D’autant plus qu’il n’est pas rare que ces entités qu’on intègre soient elles-mêmes très attachées à ce qui fait leur histoire commune et que cela se renforce à mesure qu’elles sont plongées dans un autre univers.

Ou l’inverse, quand l’acquéreur par exemple renforce les cloisonnements autour de sa culture, vécue comme « originelle » face aux « invasions » des entités rachetées qui viennent en choquer les étais. Combien de fois dans une entreprise as-tu entendu l’expression « canal historique » pour désigner la vraie culture, du moins comme le pensent ceux qui étaient là avant !

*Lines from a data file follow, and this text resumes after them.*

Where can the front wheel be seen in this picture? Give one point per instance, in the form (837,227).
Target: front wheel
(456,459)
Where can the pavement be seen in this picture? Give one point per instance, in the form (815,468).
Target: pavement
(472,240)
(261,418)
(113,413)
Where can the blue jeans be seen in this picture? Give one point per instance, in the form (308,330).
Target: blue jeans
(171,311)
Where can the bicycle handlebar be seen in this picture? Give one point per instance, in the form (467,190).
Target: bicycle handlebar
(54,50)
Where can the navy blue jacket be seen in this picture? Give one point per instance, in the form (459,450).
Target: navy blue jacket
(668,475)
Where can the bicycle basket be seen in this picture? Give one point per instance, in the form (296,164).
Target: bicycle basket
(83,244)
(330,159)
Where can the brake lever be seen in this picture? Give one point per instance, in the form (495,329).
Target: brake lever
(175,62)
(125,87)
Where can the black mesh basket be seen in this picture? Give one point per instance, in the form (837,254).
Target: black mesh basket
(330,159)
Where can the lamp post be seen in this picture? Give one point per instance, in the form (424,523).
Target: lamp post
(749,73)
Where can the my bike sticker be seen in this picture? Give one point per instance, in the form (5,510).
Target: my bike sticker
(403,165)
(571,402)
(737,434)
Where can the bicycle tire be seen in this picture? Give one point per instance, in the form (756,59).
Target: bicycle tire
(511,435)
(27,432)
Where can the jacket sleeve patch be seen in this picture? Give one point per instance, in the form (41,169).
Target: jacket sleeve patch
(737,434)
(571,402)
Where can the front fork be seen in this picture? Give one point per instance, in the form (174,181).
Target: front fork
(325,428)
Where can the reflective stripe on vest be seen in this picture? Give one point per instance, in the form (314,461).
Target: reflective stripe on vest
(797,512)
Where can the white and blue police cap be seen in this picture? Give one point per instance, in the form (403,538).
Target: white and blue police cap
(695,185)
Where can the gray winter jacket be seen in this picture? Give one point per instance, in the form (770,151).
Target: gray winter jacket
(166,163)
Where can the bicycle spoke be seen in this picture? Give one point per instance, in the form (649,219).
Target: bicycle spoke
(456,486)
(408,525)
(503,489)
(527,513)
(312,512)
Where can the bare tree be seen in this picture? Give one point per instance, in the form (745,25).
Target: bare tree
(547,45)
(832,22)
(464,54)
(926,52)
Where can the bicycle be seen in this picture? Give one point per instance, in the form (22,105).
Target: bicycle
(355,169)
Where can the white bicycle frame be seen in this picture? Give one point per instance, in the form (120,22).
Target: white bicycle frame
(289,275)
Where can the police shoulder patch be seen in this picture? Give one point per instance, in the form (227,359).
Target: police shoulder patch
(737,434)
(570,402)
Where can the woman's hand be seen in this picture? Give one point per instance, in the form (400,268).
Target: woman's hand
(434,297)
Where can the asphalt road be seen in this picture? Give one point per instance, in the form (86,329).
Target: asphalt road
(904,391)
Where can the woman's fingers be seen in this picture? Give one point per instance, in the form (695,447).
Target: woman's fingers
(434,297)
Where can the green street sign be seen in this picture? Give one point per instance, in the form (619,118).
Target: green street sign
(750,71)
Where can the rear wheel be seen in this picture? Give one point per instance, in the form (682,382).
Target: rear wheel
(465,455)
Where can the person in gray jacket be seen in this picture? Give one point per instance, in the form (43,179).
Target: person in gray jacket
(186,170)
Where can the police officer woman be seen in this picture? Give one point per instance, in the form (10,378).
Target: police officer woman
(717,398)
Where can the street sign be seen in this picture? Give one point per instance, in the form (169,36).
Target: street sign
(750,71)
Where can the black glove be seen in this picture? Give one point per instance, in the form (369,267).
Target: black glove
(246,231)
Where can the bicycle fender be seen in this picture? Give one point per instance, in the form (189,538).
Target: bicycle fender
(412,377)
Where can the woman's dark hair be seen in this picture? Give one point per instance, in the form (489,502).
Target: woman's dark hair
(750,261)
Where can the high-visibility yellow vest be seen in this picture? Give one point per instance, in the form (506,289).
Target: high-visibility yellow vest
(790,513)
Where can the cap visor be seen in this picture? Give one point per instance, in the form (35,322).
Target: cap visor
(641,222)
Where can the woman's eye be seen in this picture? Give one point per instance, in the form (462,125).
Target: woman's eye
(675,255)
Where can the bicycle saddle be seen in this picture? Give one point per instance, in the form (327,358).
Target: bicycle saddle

Enfin, l’entreprise internationale est aussi confrontée à des difficultés qui lui sont propres. L’éclatement de la structure est en effet amplifié de la dimension géographique et des différences culturelles dont elle peut être porteuse.

D’abord, la force du projet comme ciment de la coopération s’effrite par nature dans l’éclatement géographique local. Va faire vivre la flamme de ta grande ambition mondiale, surtout quand elle réside plus dans une devise que dans une réalité partagée, pensée du haut du 28ème étage d’une tour qui domine la planète

Jusqu’à l’opérateur dans une usine à l’autre bout du monde dont la réalité quotidienne est, comment dire, un peu différente ?…

Ou même tout simplement au patron ou à la patronne de ta filiale qui sent bien que ses marges de manœuvre se limitent à du reporting sur le headcount dans un fichier Excel et sont surtout proportionnelles au P&L qu’il ou elle remonte au headquarter.

Et puis, le sentiment d’appartenance qu’on pourrait espérer se heurte souvent à la réalité de pratiques communes qui ne sont pas homogènes d’un pays à l’autre. Or, lorsque les uns ont l’impression de ne pas être « traités » comme les autres, il est difficile de faire vivre ce sentiment, même en présence d’une vision claire, partagée et fédératrice.

Bref, on le voit, le chemin de la transformation culturelle est long et semé d’embûches. Mais  parfois il est aussi plus difficile quand les chaussures que l’on a ne sont pas les mieux adaptées à la route que l’on veut parcourir.

En résumé, une transformation culturelle est une démarche dont la difficulté ne provient pas uniquement du temps long qu’exige l’humain. Certaines caractéristiques liées à l’entreprise elle-même peuvent ainsi la renforcer. C’est par exemple le cas d’une croissance ou décroissance rapide, du rachat ou de fusions d’entreprises ou de la dimension internationale.

J’ai bon chef ?

Oui tu as bon mais on ne va pas en faire tout une histoire.